Ron Martell Duncan B.C. Canada
--
Microsoft MVP
On-Line Help Computer Service
http://onlinehelp.bc.ca

In memory of a dear friend Alex Nichol MVP
http://aumha.org/alex.htm

kanson@gmail.com wrote:

>Hello,
>
>I am trying to fix my friends eMachine laptop. Initially, I found that
>the CPU was running at 100% in normal mode. I cannot start any
>programs, or even open a windows explorer window. I couldn't get it to
>boot into safe mode (would hang when trying to load atisgkaf.sys).
>When I editted msconfig, and select "Safeboot" under the Boot.ini tab I
>was able to get safe mode to boot. Other threads I have read suggest
>loading safe with enable VGA, although I don't know if that would make
>any difference.
>
>In anycase, once I was finally able to boot safe mode, I ran multiple
>anti-spyware programs and removed 1000+ traces, but have not been able
>to install an anti-virus program as of yet. The CPU usage is no longer
>at 100% constantly, but I still cannot start or install any programs
>under a normal windows start up.
>
>Next, I plan on uninstalling the video driver and in safe mode, and
>then reinstalling later. Failing that, what should be my next step to
>getting programs to start in normal mode? Any imput would be great.
>Thanks,
>
>KAnsonLane

When the computer is running open Task Manager (ctrl+alt+delete) and
go to the Processes tab. Click twice on the CPU column header to sort
the data into descending order based on CPU usage. That should show
you the name(s) of the items that are using the most CPU time which
could be a good clue as to the underlying cause of the problem.

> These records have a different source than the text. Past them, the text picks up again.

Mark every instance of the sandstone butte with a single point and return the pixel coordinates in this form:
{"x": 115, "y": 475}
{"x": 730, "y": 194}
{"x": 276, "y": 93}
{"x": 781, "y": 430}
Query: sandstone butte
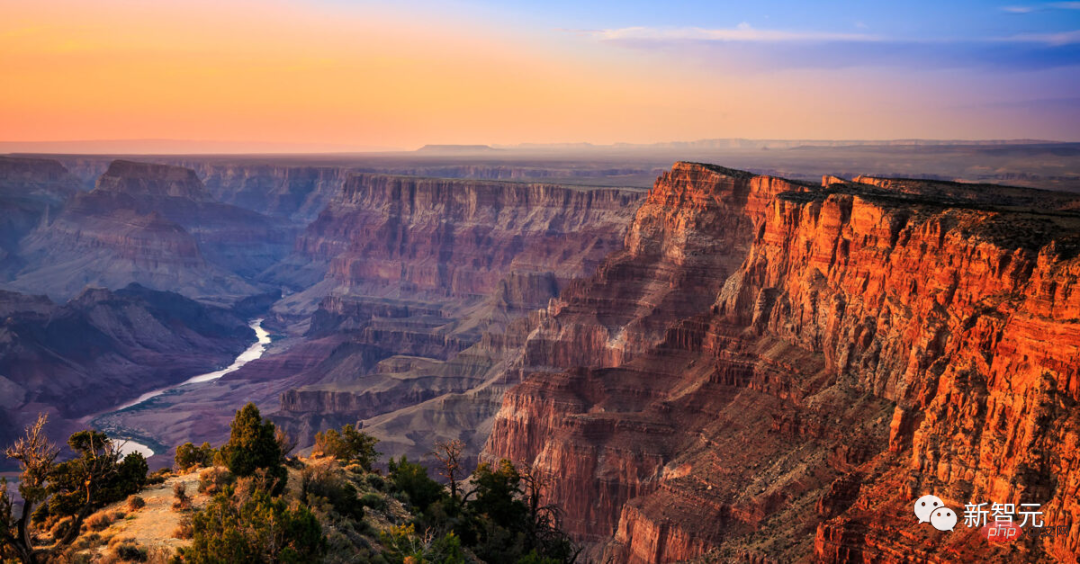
{"x": 773, "y": 372}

If you can boot into Safe Mode with Networking support then go online
to http://housecall.trendmicro.com and run their free online scanner
to double check the system.

Also you did not mention which specific antispyware products you used.
If you haven't already done so try the free Beta of Microsoft's
antispyware from http://download.microsoft.com

Another option would be to use HiJackThis and post the log file from
it to one of the specialized HiJackThis forums. See MVP Jim
Eshelman's web page at http://www.aumha.org/a/parasite.htm and click
on the HiJackThis link in the left side column.

Good luck

Ron Martell Duncan B.C. Canada
--
Microsoft MVP
On-Line Help Computer Service
http://onlinehelp.bc.ca

In memory of a dear friend Alex Nichol MVP
http://aumha.org/alex.htm

OK.. So I was able to run Norton 2005 in a safeboot, it clear 5 virus,
but told me that the computer is still infected. I am still unable to
launch control panel, programs, windows explorer (etc) in Normal Boot.

I am now able to boot into safe mode with networking, and I can start
programs there, but I can't seem to get much farther than that. Any
other suggestions?

Leythos wrote:
> If you've run NAV in safe mode and it didn't fully fix your problem, and
> you've deleted files and still have problems, assuming that you've
> already run the spyware removal tools, and you are still having
> problems, it's time to wipe/reinstall from scratch.
>
> While you could do a repair/reinstall, you may not actually clear the
> system of the infection, and while it may boot fine after the
> repair/reinstall, it's likely that you're going to reinfect yourself
> again.
>
> Before others say that it's not necessary to wipe a system to clean
> viruses, consider that you are trusting an application to tell you that
> your system is clean, many times you're trusting a free application, and
> if you had to bet your life on it being clean that you wouldn't.
>
> If NAV 2005 in safe mode didn't clean it, it's time to wipe it.

That's what I figured. Thanks for the help.